We can directly store data in the form of objects in a database management system. Application level code needs to be written to handle, store and scan through the data in a file system whereas a DBMS gives us the ability to query the database.
2) Controlling redundancy and inconsistency:
Redundancy refers to repeated instances of the same data. A database system provides redundancy control whereas in a file system, same data may be stored multiple times. For example, if a student is studying two different educational programs in the same college, say ,Engineering and History, then his information such as the phone number and address may be stored multiple times, once in Engineering dept and the other in History dept. Therefore, it increases time taken to access and store data. This may also lead to inconsistent data states in both places. A DBMS uses data normalization to avoid redundancy and duplicates.
3) Efficient memory management and indexing:
DBMS makes complex memory management easy to handle. In file systems, files are indexed in place of objects so query operations require entire file scans whereas in a DBMS , object indexing takes place efficiently through database schema based on any attribute of the data or a data-property. This helps in fast retrieval of data based on the indexed attribute.
4) Concurrency control and transaction management:
Several applications allow user to simultaneously access data. This may lead to inconsistency in data in case files are used. Consider two withdrawal transactions X and Y in which an amount of 100 and 200 is withdrawn from an account A initially containing 1000. Now since these transactions are taking place simultaneously, different transactions may update the account differently. X reads 1000, debits 100, updates the account A to 900, whereas X also reads 1000, debits 200, updates A to 800. In both cases account A has wrong information. This results in data inconsistency. A DBMS provides mechanisms to deal with this kind of data inconsistency while allowing users to access data concurrently. A DBMS implements ACID (Atomicity, Consistency, Isolation, Durability) properties to ensure efficient transaction management without data corruption.
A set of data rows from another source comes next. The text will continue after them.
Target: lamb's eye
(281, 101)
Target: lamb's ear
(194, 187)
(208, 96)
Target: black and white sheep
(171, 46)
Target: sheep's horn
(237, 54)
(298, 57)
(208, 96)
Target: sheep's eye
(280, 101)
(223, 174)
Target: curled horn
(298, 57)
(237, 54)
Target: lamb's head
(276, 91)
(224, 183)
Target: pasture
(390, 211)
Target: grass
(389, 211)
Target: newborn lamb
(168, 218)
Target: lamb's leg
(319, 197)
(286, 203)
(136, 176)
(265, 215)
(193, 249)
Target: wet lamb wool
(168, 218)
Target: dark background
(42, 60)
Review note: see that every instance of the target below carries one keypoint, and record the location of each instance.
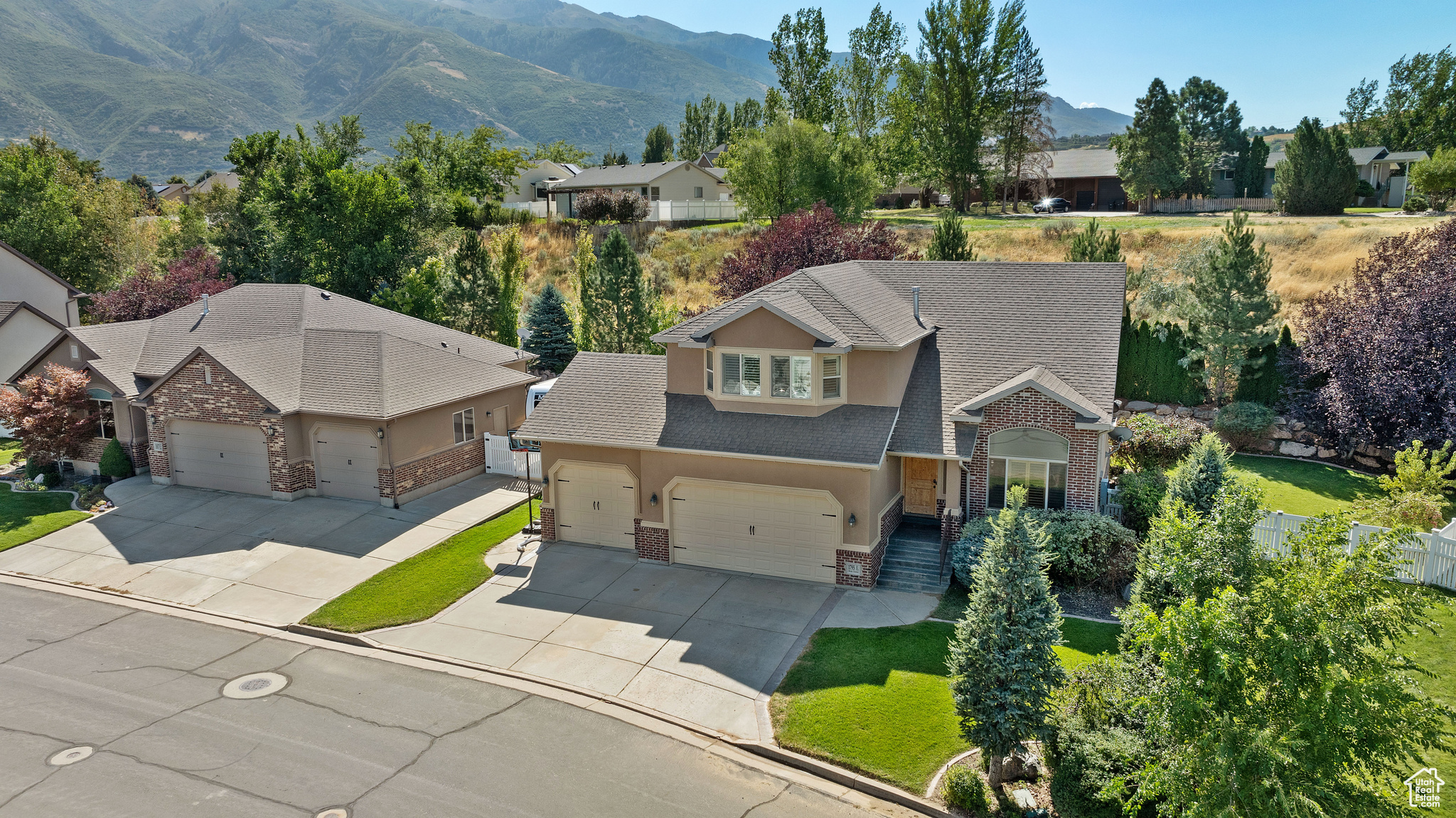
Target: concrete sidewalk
(247, 555)
(700, 645)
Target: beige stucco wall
(654, 469)
(21, 338)
(433, 430)
(19, 281)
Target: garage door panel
(219, 456)
(346, 462)
(771, 530)
(596, 505)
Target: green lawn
(878, 701)
(421, 586)
(26, 516)
(1303, 488)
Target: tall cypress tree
(619, 300)
(1149, 154)
(1002, 665)
(552, 334)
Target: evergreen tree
(616, 300)
(801, 57)
(1248, 168)
(1199, 476)
(1147, 155)
(950, 242)
(1002, 665)
(583, 264)
(551, 328)
(658, 146)
(1096, 245)
(510, 273)
(1318, 176)
(1232, 308)
(472, 289)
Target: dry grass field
(1311, 254)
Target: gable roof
(622, 401)
(622, 175)
(70, 290)
(305, 350)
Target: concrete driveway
(695, 644)
(247, 555)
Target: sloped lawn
(422, 586)
(1303, 488)
(26, 516)
(878, 701)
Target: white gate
(501, 459)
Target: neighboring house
(532, 185)
(1088, 179)
(791, 431)
(711, 158)
(290, 390)
(36, 309)
(660, 181)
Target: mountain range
(162, 86)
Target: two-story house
(790, 433)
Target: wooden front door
(919, 482)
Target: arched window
(101, 408)
(1028, 458)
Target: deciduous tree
(147, 294)
(1002, 664)
(50, 414)
(800, 240)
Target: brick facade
(432, 469)
(651, 542)
(188, 397)
(1029, 408)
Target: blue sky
(1279, 58)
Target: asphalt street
(334, 734)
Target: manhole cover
(70, 755)
(255, 684)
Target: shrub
(1199, 476)
(964, 788)
(1086, 548)
(1244, 422)
(1157, 443)
(114, 462)
(1140, 494)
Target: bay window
(1033, 459)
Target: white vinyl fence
(501, 459)
(1210, 205)
(693, 210)
(1432, 556)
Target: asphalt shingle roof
(623, 401)
(304, 351)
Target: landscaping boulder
(1296, 448)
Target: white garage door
(219, 456)
(346, 462)
(596, 504)
(771, 530)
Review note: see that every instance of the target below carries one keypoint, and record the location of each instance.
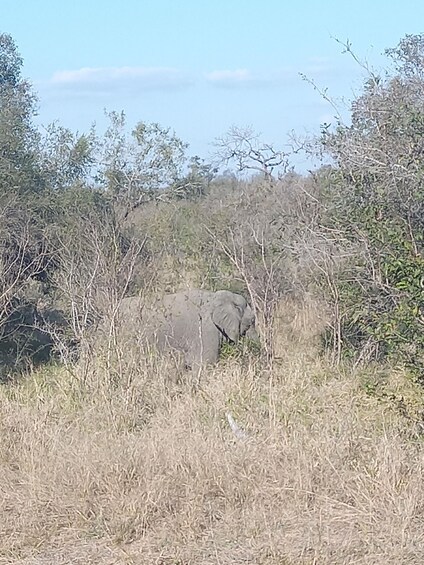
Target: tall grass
(128, 465)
5) Access Control and ease in accessing data:
A DBMS can grant access to various users and determine which part and how much of the data can they access from the database thus removing redundancy. Otherwise in file system, separate files have to be created for each user containing the amount of data that they can access. Moreover, if a user has to extract specific data, then he needs a code/application to process that task in case of file system, e.g. Suppose a manager needs a list of all employees having salary greater than X. Then we need to write business logic for the same in case data is stored in files. In case of DBMS, it provides easy access of data through queries, (e.g., SELECT queries) and whole logic need not be rewritten. Users can specify exactly what they want to extract out of the data.
6) Integrity constraints: Data stored in databases must satisfy integrity constraints. For example, Consider a database schema consisting of the various educational programs offered by a university such as(B.Tech/M.Tech/B.Sc/M.Sc/BCA/MCA) etc. Then we have a schema of students enrolled in these programs. A DBMS ensures that it is only out of one of the programs offered schema , that the student is enrolled in, i.e. Not anything out of the blue. Hence, database integrity is preserved.
Apart from the above mentioned features a database management also provides the following:
• Multiple User Interface
• Data scalability, expandability and flexibility: We can change schema of the database, all schema will be updated according to it.
• Overall the time for developing an application is reduced.
• Security: Simplifies data storage as it is possible to assign security permissions allowing restricted access to data.